How to give feedback that's thoughtful, generous, and helpful is a huge challenge but worth every effort. It there's one thing that the teen writers collective that I work with has taught me -- it's that good feedback is much appreciated and what brings serious writers returning.

In a recent MOOC (Massive Open Online Course) called "The History of Art for Artists, Animators, and Gamers," art historian Jeannene Przyblyski,the critique process was a vital part of the course. I found Przyblyski's guiding questions to be really helpful as I prepared myself to provide feedback for other participants. These are her three stages:

Stage 1: Read, view, reflect on the piece.
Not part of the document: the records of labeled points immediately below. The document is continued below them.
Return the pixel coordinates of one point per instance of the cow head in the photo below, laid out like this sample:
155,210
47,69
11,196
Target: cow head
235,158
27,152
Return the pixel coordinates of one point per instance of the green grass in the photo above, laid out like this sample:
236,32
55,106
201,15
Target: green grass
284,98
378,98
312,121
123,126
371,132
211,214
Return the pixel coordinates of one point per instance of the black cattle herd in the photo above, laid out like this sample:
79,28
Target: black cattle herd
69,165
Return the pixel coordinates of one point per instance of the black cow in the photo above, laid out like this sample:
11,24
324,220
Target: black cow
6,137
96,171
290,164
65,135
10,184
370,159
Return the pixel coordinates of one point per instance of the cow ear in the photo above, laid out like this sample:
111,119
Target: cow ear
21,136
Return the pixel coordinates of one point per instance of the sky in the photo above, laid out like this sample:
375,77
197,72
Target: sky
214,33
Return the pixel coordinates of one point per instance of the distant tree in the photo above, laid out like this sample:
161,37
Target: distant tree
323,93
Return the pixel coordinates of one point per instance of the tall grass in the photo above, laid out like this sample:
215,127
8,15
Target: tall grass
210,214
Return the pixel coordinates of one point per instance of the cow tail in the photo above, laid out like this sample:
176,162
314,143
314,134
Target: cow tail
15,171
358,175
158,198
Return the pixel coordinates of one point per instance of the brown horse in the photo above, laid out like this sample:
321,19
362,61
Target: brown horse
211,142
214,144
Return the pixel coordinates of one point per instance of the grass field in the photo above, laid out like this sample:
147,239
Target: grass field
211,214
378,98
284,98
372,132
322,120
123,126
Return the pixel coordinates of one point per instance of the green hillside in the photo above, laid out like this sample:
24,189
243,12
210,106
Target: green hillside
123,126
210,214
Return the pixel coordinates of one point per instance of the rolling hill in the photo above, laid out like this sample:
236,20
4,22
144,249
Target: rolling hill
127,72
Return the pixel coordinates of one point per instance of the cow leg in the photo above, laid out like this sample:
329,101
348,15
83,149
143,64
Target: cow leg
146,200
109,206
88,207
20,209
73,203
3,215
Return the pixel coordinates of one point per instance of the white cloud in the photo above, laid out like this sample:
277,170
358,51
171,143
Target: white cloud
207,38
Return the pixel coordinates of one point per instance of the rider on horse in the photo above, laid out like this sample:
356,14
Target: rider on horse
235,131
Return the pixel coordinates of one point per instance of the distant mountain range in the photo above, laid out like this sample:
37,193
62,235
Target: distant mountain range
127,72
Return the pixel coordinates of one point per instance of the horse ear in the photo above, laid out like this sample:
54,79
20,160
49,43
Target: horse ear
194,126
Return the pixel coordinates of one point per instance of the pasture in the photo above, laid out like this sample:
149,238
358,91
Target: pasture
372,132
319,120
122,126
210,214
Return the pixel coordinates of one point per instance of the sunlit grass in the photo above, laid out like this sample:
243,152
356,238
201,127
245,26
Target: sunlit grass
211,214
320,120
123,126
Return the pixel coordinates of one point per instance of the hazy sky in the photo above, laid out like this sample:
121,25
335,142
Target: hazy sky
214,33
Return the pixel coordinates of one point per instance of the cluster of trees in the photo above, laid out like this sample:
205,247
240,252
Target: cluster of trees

Take a few moments to give it your total focus and let it begin to seep in.
Then describe what it is you see.

Stage 2: Begin to analyze your response to the piece:

  • What is one thing about the submission that immediately caught your attention?
  • What is one thing about the submission that took you a little longer to discover?
  • What are three questions you would ask this student about their submission?

Stage 3: Make a connection between the piece and some other work/resource/reference that you think relevant and may be of interest to the participant. Provide a link or enough specificity so that the participant can find this resource.
You could also add any additional comments that you think might be helpful.

And, perhaps, a fourth stage might be helpful as we consider critical thinking and critical reflection:
Stage 4: What assumptions might you making as you critique this piece? Do they make sense in this context? Consider checking the accuracy of your assumptions by trying to assume multiple viewpoints. This stage and questions are inspired by Brookfield's work on critical thinking.

Ron Berger is an educator well-known for his work with the critique process for students-of-all-ages. His mantra to make feedback "specific, helpful, and kind" could certainly be made easier by working through these four stages.